Maxwells Cafe, in the middle of Hereford High Town, is a family-run business which said it will not be rising the prices of its hot drinks until at least next year.

The cafe hasn't seen a price increase for hot drinks since 2019, and said it wanted to give something back to its customers.


Alexis Morris, who runs the cafe with her husband David, said: "We are a small, family-run independent business, having three small children ourselves, the cost of living crisis has hit everyone hard, including us.

"We absolutely love what we do, we love to have a chat with our customers, and hopefully brighten their day.

"We pride ourselves on good quality food and drinks at affordable prices, by keeping things simple means we can pass on the savings to our customers.

"In a world with ever-increasing expenses, we thought let's be different, let's give something back."

Maxwells Cafe is a small, family-run business in Herefords High Town.

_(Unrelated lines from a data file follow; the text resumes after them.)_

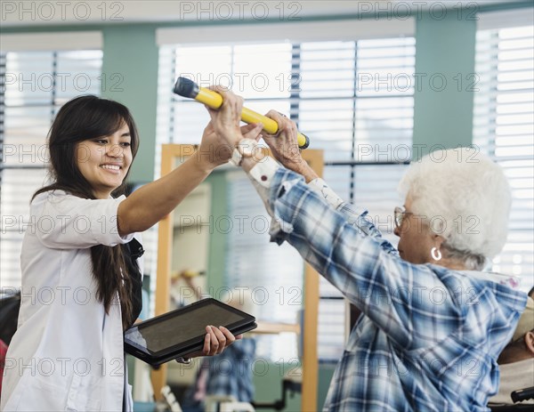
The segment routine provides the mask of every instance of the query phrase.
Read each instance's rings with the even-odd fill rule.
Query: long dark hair
[[[125,106],[92,95],[68,101],[58,112],[48,133],[49,173],[53,183],[38,190],[33,198],[39,193],[61,190],[78,198],[96,198],[91,184],[77,166],[77,145],[88,139],[113,134],[124,124],[130,129],[132,155],[134,158],[139,149],[139,134]],[[125,193],[126,178],[127,174],[112,196]],[[103,303],[106,313],[109,313],[109,306],[118,292],[123,327],[126,328],[134,319],[132,319],[132,279],[125,260],[125,250],[124,245],[96,245],[91,247],[91,260],[93,276],[97,283],[96,298]]]

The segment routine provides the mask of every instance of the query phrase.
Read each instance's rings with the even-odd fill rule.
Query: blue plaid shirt
[[[272,240],[288,241],[362,311],[324,410],[489,410],[526,294],[481,272],[405,262],[366,213],[335,210],[284,168],[267,174],[255,186],[276,221]]]

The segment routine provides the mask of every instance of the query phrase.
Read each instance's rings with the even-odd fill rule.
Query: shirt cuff
[[[320,193],[335,209],[344,203],[344,200],[320,177],[313,179],[308,185]]]
[[[280,166],[271,157],[266,157],[257,163],[252,169],[248,171],[248,178],[252,182],[253,186],[262,198],[265,208],[271,216],[273,215],[272,209],[269,204],[269,190],[274,175]]]

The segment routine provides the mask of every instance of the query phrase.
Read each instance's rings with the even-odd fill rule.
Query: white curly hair
[[[445,238],[451,258],[481,270],[505,246],[512,203],[502,168],[477,148],[440,149],[413,162],[399,183],[411,212]]]

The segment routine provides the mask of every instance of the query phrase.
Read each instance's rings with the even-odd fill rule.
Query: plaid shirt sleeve
[[[269,204],[280,230],[301,255],[358,306],[391,339],[407,349],[425,347],[456,333],[466,312],[457,300],[478,303],[468,285],[432,265],[400,259],[365,214],[334,210],[303,179],[280,168]]]

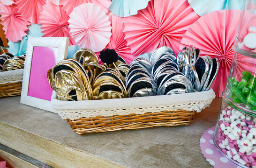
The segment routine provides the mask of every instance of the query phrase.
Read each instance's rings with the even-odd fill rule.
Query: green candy
[[[233,86],[234,87],[237,86],[238,84],[239,84],[239,83],[238,81],[234,81],[234,83],[233,83]]]
[[[256,89],[253,89],[251,91],[251,94],[252,94],[254,96],[256,96]]]
[[[247,101],[252,105],[256,106],[256,97],[250,95],[247,98]]]
[[[245,104],[247,103],[246,96],[242,94],[242,92],[239,90],[237,88],[233,87],[232,89],[231,89],[231,91],[234,94],[237,98],[240,99],[242,103],[244,103]]]
[[[238,98],[237,98],[237,97],[236,96],[235,96],[234,97],[234,100],[233,100],[233,101],[235,103],[242,103],[242,101],[241,100],[240,100],[240,99]]]
[[[241,81],[239,82],[239,84],[237,85],[237,89],[241,91],[244,87],[245,87],[247,84],[247,81],[244,79],[242,79]]]
[[[245,87],[242,89],[242,93],[243,94],[248,94],[250,92],[250,90],[248,88]]]
[[[247,84],[247,87],[250,90],[252,90],[255,87],[255,78],[254,77],[250,79]]]
[[[251,107],[251,110],[256,112],[256,106],[252,105],[252,107]]]
[[[246,70],[242,72],[242,75],[245,77],[247,79],[248,79],[248,80],[250,80],[254,78],[253,75],[252,75],[250,72],[247,71]]]

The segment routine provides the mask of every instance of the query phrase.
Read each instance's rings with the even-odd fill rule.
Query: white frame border
[[[58,47],[58,54],[57,56],[55,56],[57,63],[61,60],[67,58],[69,39],[66,37],[29,37],[23,76],[21,103],[55,113],[57,112],[52,107],[51,101],[28,95],[32,57],[34,47]]]

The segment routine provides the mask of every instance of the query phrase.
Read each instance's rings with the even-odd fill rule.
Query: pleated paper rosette
[[[69,15],[68,28],[80,47],[94,52],[105,48],[111,36],[109,17],[98,6],[88,3],[75,7]]]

Picture: Rob Davies

Maxwells Cafe is a small, family-run business in Hereford's High Town. Picture: Rob Davies

This year has seen a whole range of household of price increases – from the energy price cap rise to surging inflation and food prices – costing your family hundreds or even thousands of pounds extra per year.

At The Hereford Times, we’re making it our mission to look out for your cash, offering insightful stories from your community on the impact this cost of living crisis is having on our readers like you with our Your Money Matters campaign.


It comes as a new report has warned that the UK is at "significant risk" of heading into a recession due to the mounting cost-of-living crisis and the Ukraine conflict.

The latest UK economic outlook from KPMG predicts that growth will more than halve to 3.2 per cent this year from 7.4 per cent in 2021, before tumbling to 0.7 per cent in 2023.

Global growth is being hampered by the ongoing Ukraine war and lockdowns in China, which have affected commodity prices and restricted supply, while in the UK the knock-on effect on prices is set to see a sharp drop in household and business spending.

But Yael Selfin, chief economist at KPMG UK, said "weakening domestic momentum" could put the UK at "significant risk of a mild recession".